Unsere Lösungsansätze

Wir versuchen von Anfang an einen agilen Coach im Team zu haben. Er soll Spannungen und Probleme fühlen, so dass er, wenn nötig, kurzfristig zu einer Retrospektive einlädt. Unsere Erfahrung zeigt, dass über Zeit aus Mücken Elefanten werden und dann reicht eine Retrospektive meist nicht mehr.

Problem

Agile Teams fühlten sich bei uns im Großkonzern oft wie eine Insel, die von Haien umzingelt ist. Da traut sich keiner ins Wasser: “Das alles funktioniert doch nicht, wenn die anderen nicht mitmachen und die Kultur des oberen Managements sich nicht ändert.”

Unsere Lösungsansätze

Wir versuchen, vor Start eines neuen Teams klare Randbedingen abzustecken, in denen das Team frei entscheiden kann. Darüber hinaus unterstützen wir, in dem wir offen und breit über unsere Arbeit kommunizieren und natürlich, in dem wir als Coaches das Management begleiten.

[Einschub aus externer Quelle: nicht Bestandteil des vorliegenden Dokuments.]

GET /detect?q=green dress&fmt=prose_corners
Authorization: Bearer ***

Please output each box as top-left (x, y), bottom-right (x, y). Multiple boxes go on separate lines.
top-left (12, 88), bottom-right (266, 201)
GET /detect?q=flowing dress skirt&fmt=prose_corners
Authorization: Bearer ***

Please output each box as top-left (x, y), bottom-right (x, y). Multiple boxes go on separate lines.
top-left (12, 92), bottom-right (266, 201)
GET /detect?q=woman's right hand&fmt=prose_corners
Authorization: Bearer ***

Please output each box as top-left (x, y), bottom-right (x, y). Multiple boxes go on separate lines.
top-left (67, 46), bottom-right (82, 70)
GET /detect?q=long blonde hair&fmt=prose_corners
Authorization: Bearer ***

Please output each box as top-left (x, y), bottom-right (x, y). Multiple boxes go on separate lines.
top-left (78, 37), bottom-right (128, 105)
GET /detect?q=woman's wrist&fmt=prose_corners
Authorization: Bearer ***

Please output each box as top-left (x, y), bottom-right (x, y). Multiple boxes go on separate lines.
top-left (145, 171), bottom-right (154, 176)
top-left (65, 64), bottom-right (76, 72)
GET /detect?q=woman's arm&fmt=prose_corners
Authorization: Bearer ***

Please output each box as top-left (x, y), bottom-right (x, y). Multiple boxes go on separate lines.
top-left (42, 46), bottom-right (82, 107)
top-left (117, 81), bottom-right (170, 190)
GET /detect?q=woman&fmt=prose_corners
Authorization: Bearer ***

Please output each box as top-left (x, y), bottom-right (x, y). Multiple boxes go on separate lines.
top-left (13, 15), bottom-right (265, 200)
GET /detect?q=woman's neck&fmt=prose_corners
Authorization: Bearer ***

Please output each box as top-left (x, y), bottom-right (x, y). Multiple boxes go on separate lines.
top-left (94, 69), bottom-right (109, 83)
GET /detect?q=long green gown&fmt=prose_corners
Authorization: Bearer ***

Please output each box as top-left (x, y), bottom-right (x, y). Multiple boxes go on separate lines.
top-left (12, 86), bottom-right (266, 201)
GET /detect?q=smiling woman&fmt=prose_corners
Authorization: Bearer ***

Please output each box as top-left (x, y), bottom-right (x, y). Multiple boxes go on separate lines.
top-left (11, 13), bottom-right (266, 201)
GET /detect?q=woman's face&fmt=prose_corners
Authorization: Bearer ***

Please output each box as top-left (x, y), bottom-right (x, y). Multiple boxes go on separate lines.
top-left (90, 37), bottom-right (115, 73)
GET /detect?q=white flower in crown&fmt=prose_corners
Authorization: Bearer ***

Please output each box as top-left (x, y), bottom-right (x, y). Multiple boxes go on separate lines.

Es ist wichtig, dass die Teammitglieder überzeugt sind, das richtige zu tun. Um dieses gemeinschaftliche Gefühl zu schaffen, nutzen wir spezielle Workshop Formate, bei denen wir speziell die Emotionen ansprechen.

Was ist Dein Fazit?

Man sollte bitte nicht den Fehler machen und eine agile Transformation als ein zentrales Projekt mit Projektleiter, Projektplan und Anzahl von Scrum-Teams als KPI starten. Wenn man wirklich agil werden möchte, sollte man sich auf das eigene Verhalten fokussieren, den Menschen und nicht den Prozess in den Mittelpunkt stellen. Man sollte auf Co-Creation unter Einbeziehung aller bauen.